An extended period of declining worldwide economic activity is referred to as a global recession. Since trade links and international financial institutions spread economic shocks and the effects of recession from one nation to another, a global recession involves more or less coordinated recessions across several national economies. A reduction in the global GDP per capita is one of the factors the International Monetary Fund (IMF) considers to identify global recessions. The IMF stipulates that this decline in global output must also be accompanied by a worsening of other macroeconomic variables, such as trade, capital flows, and employment.

A HIKE IN RATES OR GLOBAL RECESSION

 

 Are global recession risks high?

The projected decline in global growth from 5.7 percent in 2021 to 2.9 percent in 2022 is a sharp decline from the January projection of 4.1 percent. Over the years 2023–2024, it is anticipated to maintain that pace as the conflict in Ukraine hampers trade, investment, and activity in the short term, pent-up demand wanes, and accommodative fiscal and monetary policies are lifted. The level of per capita income in developing economies this year will be around 5% below its pre-pandemic trend due to the effects of the pandemic and the conflict.
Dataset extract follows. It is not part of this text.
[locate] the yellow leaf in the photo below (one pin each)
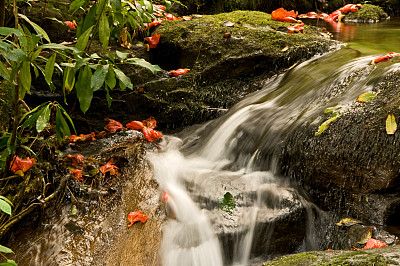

Growth is being negatively impacted by the conflict in Ukraine, China’s curfews, supply-chain problems, and the threat of stagflation. Recession will be difficult to avert for many nations, according to World Bank President David Malpass.

Recession risk is still significant, ranging from 40% to 50% in major economies. The rate of global inflation has been revised upward despite a slowdown in activity, in part because of rising food and energy costs. With upward revisions of 0.9 and 0.8 percentage points, respectively, inflation is predicted to hit 6.6 percent in advanced economies and 9.5 percent in emerging market and developing economies this year. Many economies have seen an increase in inflation as a result of supply chain disruptions, which have increased costs, and historically tight labour markets.

Financial conditions are becoming more restrictive, particularly for their counterparts in emerging markets, as advanced economies boost interest rates to combat inflation. To protect financial stability, nations must use macroprudential measures properly. When flexible exchange rates are not sufficient to absorb external shocks, policymakers must be prepared to employ capital flow management or foreign exchange interventions in a crisis situation. India’s central bank first raised interest rates by 40 basis points at an unexpected meeting in May as global prices rose, fueled by soaring oil prices. In June, it once more increased the repo rate by 50 basis points.

To prevent the worst effects of the Ukrainian conflict on the world economy, strong global and national policy action is required. This will entail coordinated international measures to reduce the harm caused by the war, soften the burden of rising food and energy prices, expedite the debt relief process, and increase vaccination coverage in developing nations. While preserving the smooth operation of the world’s commodity markets, it will also necessitate ferocious supply responses at the national level.

Additionally, policymakers should avoid actions that could worsen the current rise in commodity prices, such as price controls, subsidies, and export prohibitions. Governments will need to reprioritize against the difficult backdrop of increased inflation, poorer GDP, tighter financial conditions, and constrained fiscal policy space.